2. Our bed is one California king (why not Texas?) bed made of two beautiful antique wood frames and headboards situated together to make a cool-looking sleigh bed. Chris would have to CUT IT CUT MY BEAUTIFUL BED to modify it to fit a regular king or Cali king mattress and I just can't allow it for reasons that are unclear to me.

3. I thought I had three reasons but really, only two. Sorry.

I have spent the better part of five years watching Chris construct ways to hodgepodge the two twin mattresses in our room into one. Sunday we got this weird, thick, and heavy memory foam and some pillowtop thing to go over it, having flattened the other crap we had over it, and it made the bed heavenly. Not Heavenly, just heavenly. The Westin has Heavenly.

I worked from my bed all day yesterday. The boys were sweetly understanding that mommy had to work full time ll last week and most of the week before that, before she went out of town, so they knew that I had to sew my laptop to my head. Yesterday was the first full day back that I've had to decompress and I literally spend the majority of my afternoon in my bed with the memory thing on top and the pillow thing on top and ohmygawd my back felt so much better sleeping on that. And also my backside. I don't have a backside, I have two hambones fashioned together to make a derriere. So I sat in bed and worked and the boys brought me books and we read and then I tried to cajole Ewan into taking a nap with me but he said no. I let him color my fingernails with a red crayon and that bought me about twenty minutes of solid nappage.

My other nap tricks (all activities can be done while sleeping) include: Make a Portrait of Mommy, Operate On Mommy's Back (back massage FTW!), Sleeping Beauty (or Rescue the Sleepy Princess, as Ewan calls it) and Playing Dead.

It was a glorious day.

I want to move my entire operation to this bed. It's big enough to accommodate the entire family. It's in one of my most favorite sunny rooms in the house with a view of the entire block.
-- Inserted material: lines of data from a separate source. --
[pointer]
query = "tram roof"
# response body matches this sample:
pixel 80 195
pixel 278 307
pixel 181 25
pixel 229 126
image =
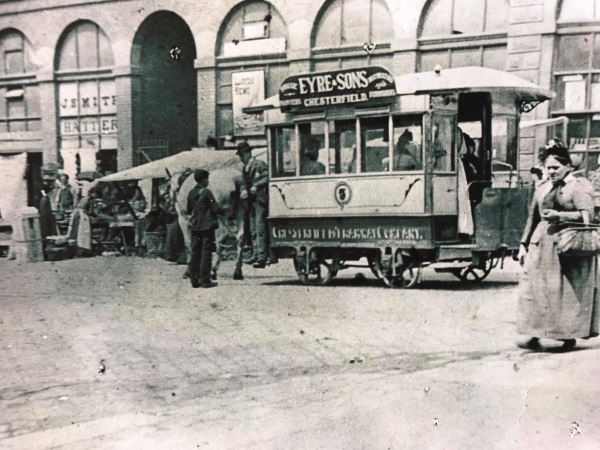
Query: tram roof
pixel 470 79
pixel 202 158
pixel 460 79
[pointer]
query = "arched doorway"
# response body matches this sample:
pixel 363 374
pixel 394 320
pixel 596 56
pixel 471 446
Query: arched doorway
pixel 164 100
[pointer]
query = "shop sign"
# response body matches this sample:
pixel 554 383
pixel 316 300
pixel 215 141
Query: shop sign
pixel 88 125
pixel 349 234
pixel 248 88
pixel 338 88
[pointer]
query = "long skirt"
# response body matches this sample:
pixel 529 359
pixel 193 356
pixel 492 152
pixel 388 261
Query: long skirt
pixel 558 295
pixel 174 245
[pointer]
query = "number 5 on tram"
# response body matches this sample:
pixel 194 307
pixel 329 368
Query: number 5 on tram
pixel 403 172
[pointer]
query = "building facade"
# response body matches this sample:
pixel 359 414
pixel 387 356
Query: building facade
pixel 113 83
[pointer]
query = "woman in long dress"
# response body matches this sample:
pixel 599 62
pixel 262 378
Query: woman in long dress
pixel 558 297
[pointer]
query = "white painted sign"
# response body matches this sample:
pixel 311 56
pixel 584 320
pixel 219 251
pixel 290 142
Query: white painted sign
pixel 248 88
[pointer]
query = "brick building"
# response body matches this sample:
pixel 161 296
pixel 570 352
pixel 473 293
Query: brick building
pixel 115 82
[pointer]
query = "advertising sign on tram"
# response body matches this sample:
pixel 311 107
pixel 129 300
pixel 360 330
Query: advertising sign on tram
pixel 346 87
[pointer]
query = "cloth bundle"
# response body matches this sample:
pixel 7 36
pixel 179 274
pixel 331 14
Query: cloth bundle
pixel 579 240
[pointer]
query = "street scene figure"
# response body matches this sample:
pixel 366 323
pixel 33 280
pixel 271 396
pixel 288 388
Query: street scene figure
pixel 255 188
pixel 405 153
pixel 47 222
pixel 558 298
pixel 203 210
pixel 64 196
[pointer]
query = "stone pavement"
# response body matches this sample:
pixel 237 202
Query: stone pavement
pixel 269 363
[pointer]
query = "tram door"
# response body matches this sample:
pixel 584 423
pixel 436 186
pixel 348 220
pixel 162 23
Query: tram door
pixel 475 154
pixel 460 158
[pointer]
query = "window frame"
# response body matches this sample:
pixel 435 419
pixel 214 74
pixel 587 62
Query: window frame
pixel 452 30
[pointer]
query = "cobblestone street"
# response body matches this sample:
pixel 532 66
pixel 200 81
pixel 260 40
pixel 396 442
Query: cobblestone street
pixel 269 363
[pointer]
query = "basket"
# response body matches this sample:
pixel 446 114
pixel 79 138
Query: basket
pixel 154 242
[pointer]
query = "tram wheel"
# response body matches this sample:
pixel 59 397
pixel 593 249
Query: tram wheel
pixel 472 274
pixel 319 272
pixel 407 275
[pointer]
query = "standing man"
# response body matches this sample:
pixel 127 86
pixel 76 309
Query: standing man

The memory foam stuff feels totally alien to me. I spent the better part of 20 minutes repeatedly squishing it with my hands right when we put it on the bed. Later the boys climbed on top to make memory foam angels, impressions of which lasted only seconds. When I sleep on it I don't toss and turn and get massive bed head trying to get comfortable. I went to sleep in one position and literally woke up in that EXACT SAME POSITION. That never happens. It was sort of creepy. I can't tell you who makes the stuff, having deconstructed the box and stuffed it into the recycling bin already, but if you ever have the opportunity to get memory foam anything, DO IT.